Most people, including myself, cannot actually read patents. Being told that the summary is irrelevant does not help at all. What are we supposed to do, ignore the patent because we don't understand it?
If you're a programmer, you can read software patents.
If you're a mechanical engineer, you can read mechanical patents,
If you're a farmer, you can read farming patents.
See how that works? The language is dense, and you must read carefully, but the patents I have actually read are not particularly difficult to understand.
> If you're a programmer, you can read software patents.
Here I can bring in a different definition of "can". I could if I wanted browse different software patents, but that just puts me or my company in more legal trouble especially if sometime later I happen to develop something similar enough to a patent I've previously read that I get sued over it. It's not a good idea to just read patents blindly if you have any interest in building stuff that might get popular.
Rabble rabble rabble. I hate this attitude: I don't understand software patents, and I'm not going to take the time to learn about them, therefore they need to go.
No, I don't. I just get annoyed at all the misinformation that gets repeated about patents in general and software patents specifically.
The discourse around HN is generally of a pretty high level, and it's disappointing to see people just blindly accepting the party line: software patents bad, I don't know how to read a patent and that's ok, and anyone who disagrees is just stifling innovation.
>The discourse around HN is generally of a pretty high level
Yes, I agree. The people here are generally very intelligent.
>it's disappointing to see people just blindly accepting the party line: software patents bad
...Have you considered that they've applied this intelligence to the topic? They've all come to the same conclusion because it is the most logical one? I wouldn't be so quick to jump to "everybody is stupid because they don't agree with me" on this. Maybe you're the one who is wrong about it.
Well, that may be. But almost all of the posts you see around here decrying them are just steeped in ignorance. Titles like "Microsoft has patented <whatever the title of the patent is>. Software patents have to go." When the reality is that they have merely applied for a patent (not gotten one granted), and it's actually something really narrow if you read the claims.
Stuff like that does not fill me with humility and make me think, hey, maybe these folks are right and I'm the one who doesn't know what he's talking about.

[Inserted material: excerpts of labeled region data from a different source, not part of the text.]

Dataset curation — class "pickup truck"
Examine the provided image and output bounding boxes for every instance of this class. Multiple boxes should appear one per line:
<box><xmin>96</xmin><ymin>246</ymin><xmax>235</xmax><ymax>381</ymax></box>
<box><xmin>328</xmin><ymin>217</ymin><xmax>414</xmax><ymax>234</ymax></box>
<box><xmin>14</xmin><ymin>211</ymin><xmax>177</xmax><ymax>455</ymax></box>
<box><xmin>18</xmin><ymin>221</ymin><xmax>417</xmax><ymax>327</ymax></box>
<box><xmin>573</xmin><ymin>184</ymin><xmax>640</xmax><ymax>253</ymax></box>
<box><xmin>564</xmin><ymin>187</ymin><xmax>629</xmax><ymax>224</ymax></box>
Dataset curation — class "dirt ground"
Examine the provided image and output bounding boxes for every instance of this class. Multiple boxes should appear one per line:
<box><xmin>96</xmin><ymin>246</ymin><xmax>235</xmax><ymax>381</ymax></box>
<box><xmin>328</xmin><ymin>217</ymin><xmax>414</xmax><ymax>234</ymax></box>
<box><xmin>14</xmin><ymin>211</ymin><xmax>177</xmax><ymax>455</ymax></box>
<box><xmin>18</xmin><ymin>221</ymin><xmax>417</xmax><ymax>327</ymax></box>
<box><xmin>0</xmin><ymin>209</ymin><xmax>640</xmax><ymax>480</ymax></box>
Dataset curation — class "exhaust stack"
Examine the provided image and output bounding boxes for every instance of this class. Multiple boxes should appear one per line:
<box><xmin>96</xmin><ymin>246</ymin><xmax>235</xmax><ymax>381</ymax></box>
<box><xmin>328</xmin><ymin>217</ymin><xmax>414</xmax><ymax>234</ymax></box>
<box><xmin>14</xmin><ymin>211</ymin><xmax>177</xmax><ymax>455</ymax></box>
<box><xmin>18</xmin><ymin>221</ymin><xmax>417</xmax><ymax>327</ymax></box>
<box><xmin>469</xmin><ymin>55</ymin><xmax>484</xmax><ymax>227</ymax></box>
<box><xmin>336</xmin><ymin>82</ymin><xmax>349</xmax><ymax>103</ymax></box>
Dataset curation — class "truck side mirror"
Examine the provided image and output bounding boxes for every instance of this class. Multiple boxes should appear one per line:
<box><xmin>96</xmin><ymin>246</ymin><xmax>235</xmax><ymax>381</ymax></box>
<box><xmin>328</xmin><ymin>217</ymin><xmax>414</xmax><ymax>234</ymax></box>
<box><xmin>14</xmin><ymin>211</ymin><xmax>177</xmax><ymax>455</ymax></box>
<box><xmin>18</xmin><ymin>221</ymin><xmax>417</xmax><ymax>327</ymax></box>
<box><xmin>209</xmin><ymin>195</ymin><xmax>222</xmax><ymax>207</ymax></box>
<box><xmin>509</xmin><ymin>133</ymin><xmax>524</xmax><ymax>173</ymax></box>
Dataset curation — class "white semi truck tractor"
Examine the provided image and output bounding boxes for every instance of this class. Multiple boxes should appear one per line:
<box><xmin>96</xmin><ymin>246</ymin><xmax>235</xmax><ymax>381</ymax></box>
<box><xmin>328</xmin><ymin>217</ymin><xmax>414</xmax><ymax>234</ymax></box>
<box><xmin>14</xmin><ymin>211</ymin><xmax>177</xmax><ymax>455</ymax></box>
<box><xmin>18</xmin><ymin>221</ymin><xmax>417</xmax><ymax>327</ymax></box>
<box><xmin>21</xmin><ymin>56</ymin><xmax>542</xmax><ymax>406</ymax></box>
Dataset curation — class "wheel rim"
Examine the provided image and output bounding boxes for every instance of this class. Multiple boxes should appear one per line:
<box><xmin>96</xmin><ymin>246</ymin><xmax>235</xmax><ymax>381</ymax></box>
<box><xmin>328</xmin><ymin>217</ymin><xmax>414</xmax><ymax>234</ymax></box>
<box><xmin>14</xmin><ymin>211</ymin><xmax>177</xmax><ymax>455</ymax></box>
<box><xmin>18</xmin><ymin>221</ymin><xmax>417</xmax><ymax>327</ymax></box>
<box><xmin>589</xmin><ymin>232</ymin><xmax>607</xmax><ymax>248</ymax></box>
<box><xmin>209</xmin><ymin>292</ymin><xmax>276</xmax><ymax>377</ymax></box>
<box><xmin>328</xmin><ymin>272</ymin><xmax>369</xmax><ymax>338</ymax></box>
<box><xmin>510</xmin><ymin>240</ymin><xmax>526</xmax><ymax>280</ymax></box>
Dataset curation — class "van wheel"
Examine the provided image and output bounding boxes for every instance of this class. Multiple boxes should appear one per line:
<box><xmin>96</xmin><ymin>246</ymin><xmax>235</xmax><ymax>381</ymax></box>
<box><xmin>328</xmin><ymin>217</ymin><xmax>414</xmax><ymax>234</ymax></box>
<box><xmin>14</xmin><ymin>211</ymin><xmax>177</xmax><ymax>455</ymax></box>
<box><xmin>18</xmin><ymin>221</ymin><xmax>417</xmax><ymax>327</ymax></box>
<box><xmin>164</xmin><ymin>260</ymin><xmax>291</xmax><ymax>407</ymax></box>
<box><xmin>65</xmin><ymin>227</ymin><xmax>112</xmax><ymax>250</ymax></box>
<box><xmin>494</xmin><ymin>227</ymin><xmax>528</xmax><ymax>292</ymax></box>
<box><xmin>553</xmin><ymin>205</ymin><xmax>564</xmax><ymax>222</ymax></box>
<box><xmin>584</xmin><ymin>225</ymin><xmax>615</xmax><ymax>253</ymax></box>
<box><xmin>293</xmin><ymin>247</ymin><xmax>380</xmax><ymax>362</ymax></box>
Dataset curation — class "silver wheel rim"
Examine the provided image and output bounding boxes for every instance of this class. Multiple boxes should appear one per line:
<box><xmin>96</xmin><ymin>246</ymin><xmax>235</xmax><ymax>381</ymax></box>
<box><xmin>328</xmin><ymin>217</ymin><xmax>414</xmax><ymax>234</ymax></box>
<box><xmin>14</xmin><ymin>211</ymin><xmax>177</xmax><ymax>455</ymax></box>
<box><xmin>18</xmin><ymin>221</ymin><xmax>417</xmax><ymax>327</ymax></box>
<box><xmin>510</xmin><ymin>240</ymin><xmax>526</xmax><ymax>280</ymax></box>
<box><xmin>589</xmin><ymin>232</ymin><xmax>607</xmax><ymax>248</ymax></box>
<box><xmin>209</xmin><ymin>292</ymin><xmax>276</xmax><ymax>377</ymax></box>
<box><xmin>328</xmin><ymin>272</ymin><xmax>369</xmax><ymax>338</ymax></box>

Because I do know what I'm talking about. There are defensible arguments for why software patents may not be a good thing... but you don't see them here. You don't often see anything well-reasoned, just a bunch of groupthink.

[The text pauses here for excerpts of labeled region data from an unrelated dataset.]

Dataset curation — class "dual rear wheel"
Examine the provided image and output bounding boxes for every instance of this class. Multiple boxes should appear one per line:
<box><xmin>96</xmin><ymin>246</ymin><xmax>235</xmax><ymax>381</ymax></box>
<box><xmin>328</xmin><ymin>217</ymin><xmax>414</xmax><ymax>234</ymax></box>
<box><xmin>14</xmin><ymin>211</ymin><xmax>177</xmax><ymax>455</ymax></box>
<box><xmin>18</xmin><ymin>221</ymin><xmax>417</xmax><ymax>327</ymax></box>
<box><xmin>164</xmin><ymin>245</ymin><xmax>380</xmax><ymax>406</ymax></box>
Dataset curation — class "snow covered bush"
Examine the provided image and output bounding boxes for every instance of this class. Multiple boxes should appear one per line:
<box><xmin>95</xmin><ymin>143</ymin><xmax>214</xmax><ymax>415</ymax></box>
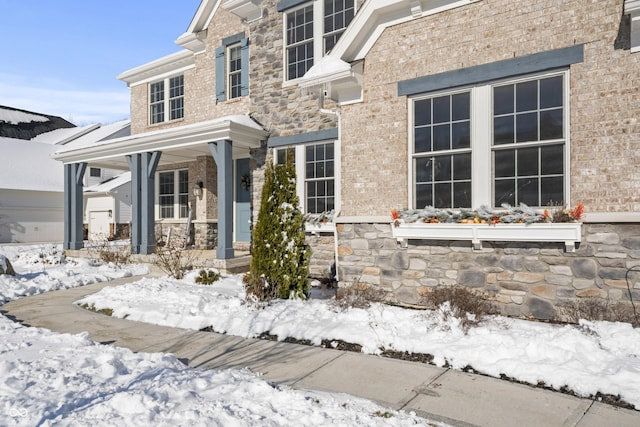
<box><xmin>422</xmin><ymin>286</ymin><xmax>495</xmax><ymax>331</ymax></box>
<box><xmin>154</xmin><ymin>239</ymin><xmax>197</xmax><ymax>279</ymax></box>
<box><xmin>244</xmin><ymin>150</ymin><xmax>311</xmax><ymax>301</ymax></box>
<box><xmin>195</xmin><ymin>269</ymin><xmax>220</xmax><ymax>285</ymax></box>
<box><xmin>0</xmin><ymin>255</ymin><xmax>16</xmax><ymax>276</ymax></box>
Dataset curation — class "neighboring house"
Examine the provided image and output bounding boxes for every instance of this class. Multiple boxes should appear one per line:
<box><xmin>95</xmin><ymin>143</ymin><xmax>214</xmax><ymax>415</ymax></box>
<box><xmin>55</xmin><ymin>0</ymin><xmax>640</xmax><ymax>319</ymax></box>
<box><xmin>84</xmin><ymin>172</ymin><xmax>131</xmax><ymax>241</ymax></box>
<box><xmin>0</xmin><ymin>107</ymin><xmax>129</xmax><ymax>243</ymax></box>
<box><xmin>0</xmin><ymin>106</ymin><xmax>83</xmax><ymax>243</ymax></box>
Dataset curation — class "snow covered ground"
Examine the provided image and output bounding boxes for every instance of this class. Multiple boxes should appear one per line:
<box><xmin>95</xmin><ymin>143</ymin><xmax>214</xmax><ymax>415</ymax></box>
<box><xmin>78</xmin><ymin>274</ymin><xmax>640</xmax><ymax>408</ymax></box>
<box><xmin>0</xmin><ymin>245</ymin><xmax>444</xmax><ymax>426</ymax></box>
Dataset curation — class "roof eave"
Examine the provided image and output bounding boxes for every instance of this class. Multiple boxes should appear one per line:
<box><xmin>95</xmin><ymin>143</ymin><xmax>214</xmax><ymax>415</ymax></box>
<box><xmin>116</xmin><ymin>50</ymin><xmax>195</xmax><ymax>86</ymax></box>
<box><xmin>51</xmin><ymin>119</ymin><xmax>268</xmax><ymax>164</ymax></box>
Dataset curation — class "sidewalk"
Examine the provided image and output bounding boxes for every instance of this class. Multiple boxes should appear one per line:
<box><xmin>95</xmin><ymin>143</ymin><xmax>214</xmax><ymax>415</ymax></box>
<box><xmin>0</xmin><ymin>278</ymin><xmax>640</xmax><ymax>427</ymax></box>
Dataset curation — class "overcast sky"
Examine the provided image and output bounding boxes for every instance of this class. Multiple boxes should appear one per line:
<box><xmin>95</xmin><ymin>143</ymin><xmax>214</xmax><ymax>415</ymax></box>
<box><xmin>0</xmin><ymin>0</ymin><xmax>200</xmax><ymax>125</ymax></box>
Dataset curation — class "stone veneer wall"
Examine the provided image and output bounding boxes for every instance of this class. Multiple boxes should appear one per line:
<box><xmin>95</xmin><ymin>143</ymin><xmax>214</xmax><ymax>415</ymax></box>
<box><xmin>341</xmin><ymin>0</ymin><xmax>640</xmax><ymax>216</ymax></box>
<box><xmin>337</xmin><ymin>223</ymin><xmax>640</xmax><ymax>320</ymax></box>
<box><xmin>305</xmin><ymin>232</ymin><xmax>336</xmax><ymax>279</ymax></box>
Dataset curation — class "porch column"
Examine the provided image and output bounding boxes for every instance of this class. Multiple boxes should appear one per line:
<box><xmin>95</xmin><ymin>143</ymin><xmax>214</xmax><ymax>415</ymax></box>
<box><xmin>209</xmin><ymin>139</ymin><xmax>234</xmax><ymax>259</ymax></box>
<box><xmin>63</xmin><ymin>162</ymin><xmax>87</xmax><ymax>250</ymax></box>
<box><xmin>127</xmin><ymin>151</ymin><xmax>162</xmax><ymax>255</ymax></box>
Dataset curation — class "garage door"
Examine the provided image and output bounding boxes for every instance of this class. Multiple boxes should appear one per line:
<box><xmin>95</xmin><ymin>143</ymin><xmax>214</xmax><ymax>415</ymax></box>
<box><xmin>89</xmin><ymin>211</ymin><xmax>111</xmax><ymax>240</ymax></box>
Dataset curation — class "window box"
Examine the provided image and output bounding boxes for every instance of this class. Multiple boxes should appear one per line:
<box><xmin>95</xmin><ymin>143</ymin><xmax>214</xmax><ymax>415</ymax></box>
<box><xmin>391</xmin><ymin>222</ymin><xmax>582</xmax><ymax>252</ymax></box>
<box><xmin>304</xmin><ymin>222</ymin><xmax>336</xmax><ymax>234</ymax></box>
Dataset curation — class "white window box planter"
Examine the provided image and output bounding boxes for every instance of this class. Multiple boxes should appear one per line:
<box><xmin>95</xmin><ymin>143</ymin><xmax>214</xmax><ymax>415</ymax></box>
<box><xmin>304</xmin><ymin>222</ymin><xmax>336</xmax><ymax>234</ymax></box>
<box><xmin>391</xmin><ymin>222</ymin><xmax>582</xmax><ymax>252</ymax></box>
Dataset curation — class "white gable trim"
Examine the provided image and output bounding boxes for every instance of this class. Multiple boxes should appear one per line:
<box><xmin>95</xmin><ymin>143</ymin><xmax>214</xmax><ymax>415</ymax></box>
<box><xmin>117</xmin><ymin>50</ymin><xmax>196</xmax><ymax>86</ymax></box>
<box><xmin>297</xmin><ymin>0</ymin><xmax>478</xmax><ymax>97</ymax></box>
<box><xmin>330</xmin><ymin>0</ymin><xmax>480</xmax><ymax>62</ymax></box>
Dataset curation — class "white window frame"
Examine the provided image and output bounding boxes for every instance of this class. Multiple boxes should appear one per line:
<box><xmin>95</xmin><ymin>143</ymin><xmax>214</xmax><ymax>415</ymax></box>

What makes you more qualified to comment on them than anybody else? Do you work in patent law?
If so, how does that qualify you to speak to their implications in the software world (since that is where people have a problem with them; not the wording, or the format, or the location of the building, just the effect on the community).
Yes. As for the effect on the community... well, are you just talking about the way that patents make software developers feel? Because obviously developers would know more about that than I do. But it's also not a particularly relevant question--patents are what they are, and the way they make you feel doesn't really matter.